I am using the following to detect links and their range in a string:
let toParse = """
<td>Here's a few links which I want to test on:<p>https://news.ycombinator.com/ask</p>
<p>https://news.ycombinator.com/show</p>
<p>https://news.ycombinator.com/lists</p>
Will it work?
</td>
"""
print("Parse: \(toParse)")
do {
let detector = try NSDataDetector(types: NSTextCheckingResult.CheckingType.link.rawValue)

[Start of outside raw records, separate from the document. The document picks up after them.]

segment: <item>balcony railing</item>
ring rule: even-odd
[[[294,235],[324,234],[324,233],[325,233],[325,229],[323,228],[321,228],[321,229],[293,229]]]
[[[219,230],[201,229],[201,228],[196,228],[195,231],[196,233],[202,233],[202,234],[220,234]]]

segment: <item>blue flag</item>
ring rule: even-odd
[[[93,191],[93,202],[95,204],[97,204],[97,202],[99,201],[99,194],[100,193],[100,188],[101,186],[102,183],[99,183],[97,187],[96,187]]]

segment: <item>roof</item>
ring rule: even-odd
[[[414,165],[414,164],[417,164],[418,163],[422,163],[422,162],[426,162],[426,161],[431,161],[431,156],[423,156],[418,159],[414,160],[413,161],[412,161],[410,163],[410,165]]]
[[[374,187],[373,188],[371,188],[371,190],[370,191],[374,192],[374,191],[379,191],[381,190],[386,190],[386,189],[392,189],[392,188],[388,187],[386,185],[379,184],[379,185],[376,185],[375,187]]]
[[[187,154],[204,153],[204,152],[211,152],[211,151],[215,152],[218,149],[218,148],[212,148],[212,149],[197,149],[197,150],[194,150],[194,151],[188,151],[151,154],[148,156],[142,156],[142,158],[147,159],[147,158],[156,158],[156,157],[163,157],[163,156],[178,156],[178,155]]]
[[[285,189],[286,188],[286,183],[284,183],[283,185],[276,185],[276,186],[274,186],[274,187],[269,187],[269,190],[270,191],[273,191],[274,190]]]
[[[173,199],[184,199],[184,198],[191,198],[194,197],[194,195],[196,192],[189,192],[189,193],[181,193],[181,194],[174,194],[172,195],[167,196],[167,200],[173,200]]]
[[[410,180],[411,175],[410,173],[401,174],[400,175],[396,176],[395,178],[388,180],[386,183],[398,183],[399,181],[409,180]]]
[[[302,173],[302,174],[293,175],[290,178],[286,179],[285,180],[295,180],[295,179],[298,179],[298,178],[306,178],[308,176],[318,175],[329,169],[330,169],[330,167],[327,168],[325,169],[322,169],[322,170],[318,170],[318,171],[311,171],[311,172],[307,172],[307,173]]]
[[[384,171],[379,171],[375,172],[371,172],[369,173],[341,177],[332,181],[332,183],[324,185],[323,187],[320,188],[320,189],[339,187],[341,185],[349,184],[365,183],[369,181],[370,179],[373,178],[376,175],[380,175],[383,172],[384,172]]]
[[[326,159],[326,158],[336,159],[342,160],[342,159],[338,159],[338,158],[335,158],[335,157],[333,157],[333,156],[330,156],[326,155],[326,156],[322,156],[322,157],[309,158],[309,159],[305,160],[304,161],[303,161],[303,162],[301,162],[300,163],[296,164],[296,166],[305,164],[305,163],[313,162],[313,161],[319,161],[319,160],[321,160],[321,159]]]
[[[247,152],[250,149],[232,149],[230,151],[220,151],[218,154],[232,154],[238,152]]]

let matches = detector.matches(in: toParse, options: .reportCompletion, range: NSMakeRange(0, toParse.count))
for match in matches {
print("url: \(match.url!) at \(match.range.lowerBound), \(match.range.length)")
}
} catch let error {
debugPrint(error.localizedDescription)
}
This prints:
url: https://news.ycombinator.com/ask%3C/p%3E at 50, 36
url: https://news.ycombinator.com/show%3C/p%3E at 90, 37
url: https://news.ycombinator.com/lists%3C/p%3E at 131, 38
As you can notice, it's picking the </p> as part of the link. How can I prevent this?
The documentation https://developer.apple.com/documentation/foundation/nsdatadetector says « You should only use NSDataDetector on natural language text »
You can load your HTML in a web view and then enable Data Detectors on it, or parse the HTML with NSAttributedString first.